After suffering what he reckons were "five or six" semi-final defeats in the 'South' over the last 40 years, the Tipperary native truly believes he can get over the line and lift the famous old trophy.

His biggest rival is not this morning's third round rival Daniel Holland of Castle but his age.

In his youth, he beat Darren Clarke 7&6 in the semi-finals en route to North of Ireland glory in 1987 and his prowess with the driver is such that Pádraig Harrington feared him.

"Arthur Pierse was unquestionably the best driver of a ball that ever played in a left to right wind," Harrington said.

"His ability to swing the golf club and strike the golf ball was as good as any pro's was or is. You worried about playing Arthur Pierse."


And Pierse?

"I am not worried about any of them," he said with a big grin. "Can I win? The legs are the only thing. Sometimes you wake up and the adrenaline has gone. But I feel a bit better this time than I did the last few times I made it this far.

"I am playing as well as anyone. If there were 18 holes every day, I'd have a great chance. But two rounds a day? Who knows? As I said, I am not worried about any of them, just me."

Pierse, who hits the ball as far as he did in his prime, made just two bogeys and made five birdies in his 35 holes, playing metronomically from tee to green and putting beautifully.

"He's still got it," Galbraith said. "I was surprised how far he got the ball out there. He just doesn't hit a bad shot."
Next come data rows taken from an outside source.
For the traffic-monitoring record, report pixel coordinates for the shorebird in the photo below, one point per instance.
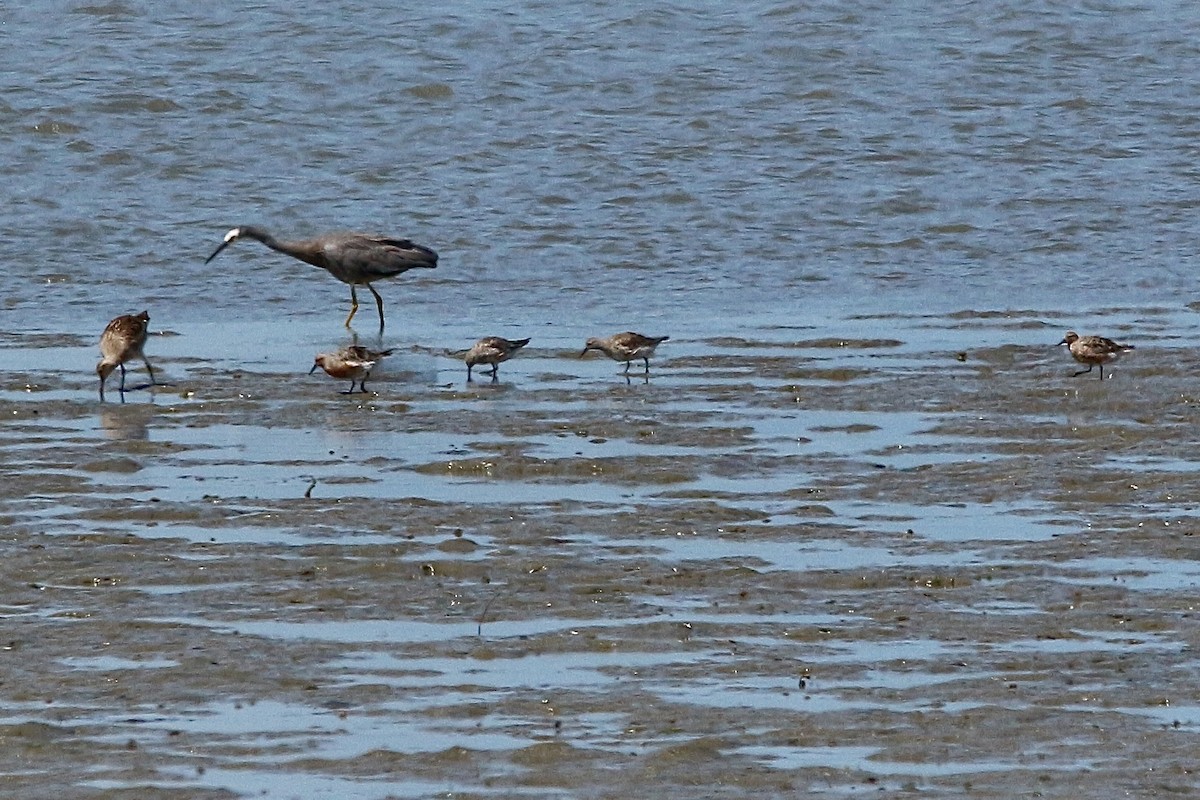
(353, 361)
(1093, 350)
(357, 259)
(121, 341)
(492, 349)
(625, 347)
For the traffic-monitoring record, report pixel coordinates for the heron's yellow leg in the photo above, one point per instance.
(378, 302)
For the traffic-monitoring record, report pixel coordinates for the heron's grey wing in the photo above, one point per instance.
(363, 259)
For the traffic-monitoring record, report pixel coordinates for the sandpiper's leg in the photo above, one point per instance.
(378, 304)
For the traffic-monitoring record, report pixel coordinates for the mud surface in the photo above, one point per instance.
(789, 566)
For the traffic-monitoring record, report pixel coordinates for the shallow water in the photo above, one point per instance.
(857, 530)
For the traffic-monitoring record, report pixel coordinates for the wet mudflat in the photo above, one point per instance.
(790, 565)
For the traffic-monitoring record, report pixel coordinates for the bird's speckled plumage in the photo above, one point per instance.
(492, 349)
(1093, 350)
(353, 361)
(353, 258)
(123, 340)
(625, 347)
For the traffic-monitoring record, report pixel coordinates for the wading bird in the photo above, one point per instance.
(357, 259)
(1093, 350)
(492, 349)
(627, 347)
(354, 362)
(121, 341)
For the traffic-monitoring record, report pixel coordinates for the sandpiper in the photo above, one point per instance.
(1093, 350)
(627, 347)
(353, 361)
(492, 349)
(123, 340)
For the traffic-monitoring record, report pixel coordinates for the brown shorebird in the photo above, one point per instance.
(121, 341)
(625, 347)
(492, 349)
(357, 259)
(354, 362)
(1093, 350)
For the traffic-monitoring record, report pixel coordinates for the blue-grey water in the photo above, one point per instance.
(859, 529)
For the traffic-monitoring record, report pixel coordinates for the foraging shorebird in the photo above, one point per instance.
(492, 349)
(121, 341)
(357, 259)
(354, 362)
(1093, 350)
(627, 347)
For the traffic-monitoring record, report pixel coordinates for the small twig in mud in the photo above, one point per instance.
(483, 614)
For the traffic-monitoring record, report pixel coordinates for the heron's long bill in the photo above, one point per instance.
(217, 251)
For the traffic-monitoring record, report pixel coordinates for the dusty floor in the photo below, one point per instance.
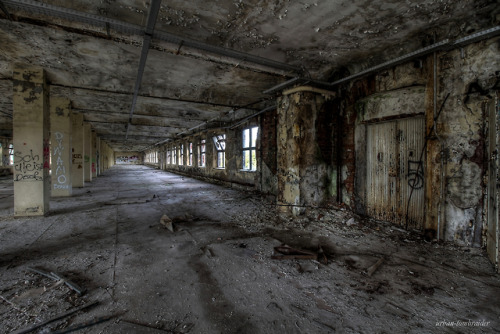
(215, 274)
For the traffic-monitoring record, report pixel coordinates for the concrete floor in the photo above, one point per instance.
(214, 273)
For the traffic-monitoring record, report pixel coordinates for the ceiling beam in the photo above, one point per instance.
(148, 33)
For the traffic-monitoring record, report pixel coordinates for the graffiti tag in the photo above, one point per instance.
(28, 167)
(415, 174)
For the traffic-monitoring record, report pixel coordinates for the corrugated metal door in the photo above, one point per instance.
(492, 228)
(395, 173)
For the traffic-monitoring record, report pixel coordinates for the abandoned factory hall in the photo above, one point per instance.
(261, 166)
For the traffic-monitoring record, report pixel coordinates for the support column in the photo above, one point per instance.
(98, 156)
(93, 155)
(87, 153)
(60, 138)
(101, 156)
(31, 125)
(77, 141)
(304, 149)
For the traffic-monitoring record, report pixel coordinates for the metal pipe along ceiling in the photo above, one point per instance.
(153, 14)
(40, 8)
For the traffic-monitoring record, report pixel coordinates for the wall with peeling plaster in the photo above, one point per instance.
(305, 150)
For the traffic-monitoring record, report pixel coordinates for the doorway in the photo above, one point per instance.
(395, 171)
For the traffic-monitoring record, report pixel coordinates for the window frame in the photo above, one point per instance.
(181, 155)
(202, 153)
(250, 149)
(220, 148)
(190, 153)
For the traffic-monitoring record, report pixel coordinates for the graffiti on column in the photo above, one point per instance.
(61, 178)
(28, 166)
(46, 154)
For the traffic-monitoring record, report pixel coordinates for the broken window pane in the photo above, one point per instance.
(201, 153)
(220, 146)
(250, 149)
(190, 154)
(181, 155)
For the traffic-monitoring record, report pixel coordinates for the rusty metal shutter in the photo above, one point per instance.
(395, 171)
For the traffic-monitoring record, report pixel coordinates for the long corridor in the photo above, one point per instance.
(214, 273)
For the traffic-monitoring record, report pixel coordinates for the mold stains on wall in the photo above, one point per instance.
(305, 148)
(456, 162)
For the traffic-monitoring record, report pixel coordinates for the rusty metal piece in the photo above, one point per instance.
(374, 267)
(290, 253)
(59, 277)
(287, 250)
(57, 317)
(294, 257)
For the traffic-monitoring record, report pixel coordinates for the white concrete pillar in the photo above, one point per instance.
(98, 156)
(87, 152)
(31, 125)
(93, 159)
(77, 141)
(60, 139)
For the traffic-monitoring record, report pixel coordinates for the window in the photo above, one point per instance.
(250, 148)
(11, 154)
(190, 154)
(181, 155)
(220, 146)
(202, 149)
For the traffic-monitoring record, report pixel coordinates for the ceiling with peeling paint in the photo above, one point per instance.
(209, 62)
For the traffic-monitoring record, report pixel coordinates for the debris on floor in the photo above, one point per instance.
(58, 277)
(167, 223)
(289, 253)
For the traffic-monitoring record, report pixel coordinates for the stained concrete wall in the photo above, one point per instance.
(455, 163)
(305, 171)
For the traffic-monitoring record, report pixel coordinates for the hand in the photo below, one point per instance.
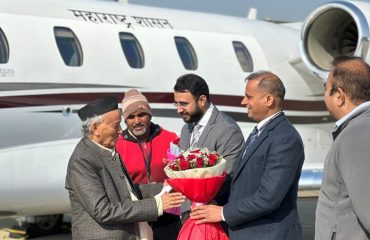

If Pierse is the thoroughbred who never went the distance, 2010 champion John Greene from Portmarnock emerged as the working man's hero when he beat The Island's Paul McBride at the 20th to revive hopes of a second coming. Now 30 and working full-time for a private equity fund, he felt a winner at Limerick racetrack on Thursday when a horse of which he is part-owner, An Caisteal Nuadh, captured the bumper it its maiden outing.

Greene would not class himself in McBride's class but he holed a clutch eight-footer at the 18th to match McBride's birdie and force extra holes and keep alive his hopes of proving he no one-hit wonder.

He then pitched to eight feet from rough right and holed another eight-footer for birdie at the 20th where McBride came up nine feet short with his third from the apron and grazed the hole with his next.

"I am playing enough. I am trying to cruise in under the radar.

"I haven't done anything here since I won," said Greene, who was playing out of Carlow in 2010.

"I've gotten through a few rounds but I haven't covered myself in glory. I don't really enjoy being a one-hit wonder so I want to prove it to a few people."